Our holding in the recent case of C. E. Adams & Co. v. Harrell, 257 Ala. 25, 57 So.2d 83, is not in point. In that case the question was whether Harrell was an employee or an independent contractor. If he was an employee, it was conceded that compensation was due, as there was no question but that his death resulted from an accident which arose out of and in the course of such employment.

Our interpretation of the written agreement here involved is that while the motor vehicle was out of service and being repaired, it was under the sole jurisdiction and control of Acker, whose duty it was to have it repaired at his own expense. He was privileged to select the place where, and the person by whom the repairs should be made.

At the time Acker was killed, the motor vehicle was out of service and out of commission so far as the work of transportation was concerned and incapable of earning compensation for him under his contract of employment. Acker selected the place where the repairs were to be made, at his home, a place where Deaton had no connection and where the business of Deaton did not require the presence of Acker. He elected to make the repairs himself.

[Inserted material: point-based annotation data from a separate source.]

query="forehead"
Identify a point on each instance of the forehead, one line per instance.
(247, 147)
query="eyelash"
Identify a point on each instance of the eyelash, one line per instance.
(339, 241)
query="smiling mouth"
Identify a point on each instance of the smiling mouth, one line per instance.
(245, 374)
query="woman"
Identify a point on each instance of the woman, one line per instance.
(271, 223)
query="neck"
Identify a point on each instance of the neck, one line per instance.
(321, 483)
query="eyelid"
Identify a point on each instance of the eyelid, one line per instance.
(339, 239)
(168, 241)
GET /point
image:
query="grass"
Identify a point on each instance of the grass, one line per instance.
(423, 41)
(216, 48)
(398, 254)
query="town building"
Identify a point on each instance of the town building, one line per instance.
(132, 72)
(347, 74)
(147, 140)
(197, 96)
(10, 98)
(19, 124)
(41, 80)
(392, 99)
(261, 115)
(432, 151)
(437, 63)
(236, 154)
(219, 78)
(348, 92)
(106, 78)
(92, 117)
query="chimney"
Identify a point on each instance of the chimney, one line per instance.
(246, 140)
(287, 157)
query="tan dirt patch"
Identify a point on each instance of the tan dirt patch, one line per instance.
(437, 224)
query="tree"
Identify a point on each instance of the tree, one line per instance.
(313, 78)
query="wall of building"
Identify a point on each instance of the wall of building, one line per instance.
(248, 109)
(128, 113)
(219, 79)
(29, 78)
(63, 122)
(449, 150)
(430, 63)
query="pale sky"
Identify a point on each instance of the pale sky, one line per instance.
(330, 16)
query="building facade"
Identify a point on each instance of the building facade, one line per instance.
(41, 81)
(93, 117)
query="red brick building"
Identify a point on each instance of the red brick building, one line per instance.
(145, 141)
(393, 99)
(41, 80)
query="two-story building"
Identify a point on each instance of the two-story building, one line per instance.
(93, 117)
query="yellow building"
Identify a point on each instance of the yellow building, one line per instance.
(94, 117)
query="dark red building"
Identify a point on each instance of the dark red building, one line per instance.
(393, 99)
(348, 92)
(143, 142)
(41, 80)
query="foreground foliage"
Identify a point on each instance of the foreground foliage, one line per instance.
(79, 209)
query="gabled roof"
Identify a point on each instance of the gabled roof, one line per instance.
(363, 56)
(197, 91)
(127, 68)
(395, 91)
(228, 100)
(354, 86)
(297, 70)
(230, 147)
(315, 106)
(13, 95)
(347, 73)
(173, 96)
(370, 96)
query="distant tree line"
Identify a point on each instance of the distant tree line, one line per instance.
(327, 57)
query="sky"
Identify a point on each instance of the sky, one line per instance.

We are constrained to the conclusion, therefore, that Acker’s death did not occur in the course of his employment by Deaton. Prayther v. Deepwater Coal & Iron Co., 216 Ala. 579, 114 So. 194; McDonald v. Denison, 51 N.M. 386, 185 P.2d 508; Stuhr v. State Industrial Accident Commission, 186 Or. 629, 208 P.2d 450; Jarman v. Trucking, Inc., 286 Mich. 492, 282 N.W. 218; Pappas v. Yant Const. Co., 121 Neb. 766, 238 N.W. 531; Pettet v. Mon*473roe County Emergency Work Bureau, 248 App.Div. 797, 289 N.Y.S. 29, McKay v. Crowell & Spencer Lumber Co., La.App., 189 So. 508; Rector v. Ragner-Benson, Inc., 313 Mich. 277, 21 N.W.2d 129.

The conclusion which we reached above makes it unnecessary to treat the other questions argued by counsel for appellant.

The judgment is reversed and the cause remanded.

Reversed and remanded.

All the Justices concur except LIVINGSTON, C. J., who dissents.